On the Inductive Bias of Dropout
Dropout is a technique for training neural networks in which, before each update of the weights, a random half of the nodes are temporarily removed. Surprisingly, this significantly improves the accuracy, so that dropout is now widely used.
This talk is about the inductive bias of dropout: how does dropout affect what kinds of networks tend to be produced? We build on the work of Wager et al., who showed that in some cases of linear classifiers, using dropout is akin to adding a penalty term to the training loss, somewhat like the Tikhonov regularization used in traditional weight decay.
We begin by focusing on logistic regression without any hidden nodes. We characterize when the dropout-regularized criterion has a unique minimizer, and when the dropout-regularization penalty goes to infinity with the weights. We show that the dropout regularization penalty can be non-monotonic as individual weights increase from 0, and that the dropout regularization penalty cannot be approximated to within any factor by a convex function of the weights.

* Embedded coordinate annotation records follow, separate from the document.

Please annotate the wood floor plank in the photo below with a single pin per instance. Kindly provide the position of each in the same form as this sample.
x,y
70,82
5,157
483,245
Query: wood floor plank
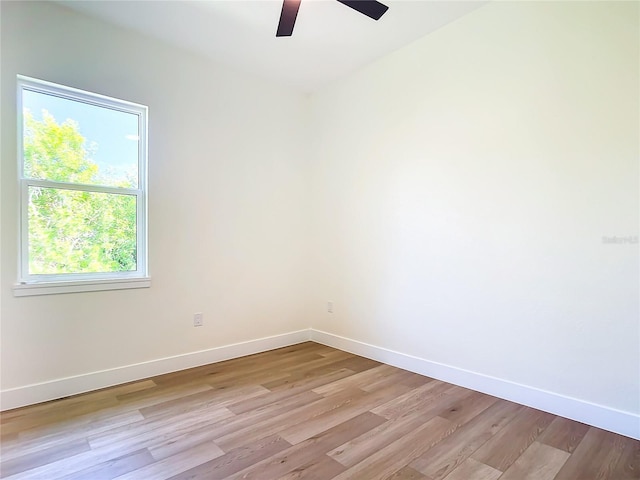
x,y
600,455
538,462
441,460
234,460
303,453
321,468
564,434
509,443
319,423
43,457
468,407
407,473
358,380
113,468
176,464
304,412
242,405
365,445
393,457
434,396
297,418
471,469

Next, we consider the case of deep networks with Relu units and quadratic loss. We show that dropout training is insensitive to the scale of the inputs in ways that traditional weight decay is not. Also, in a variety of cases, dropout leads to the use of negative weights, even when trained on data where the output is a simple monotone function of the input. Some experiments with synthetic data support this theoretical analysis.
This is joint work with Dave Helmbold.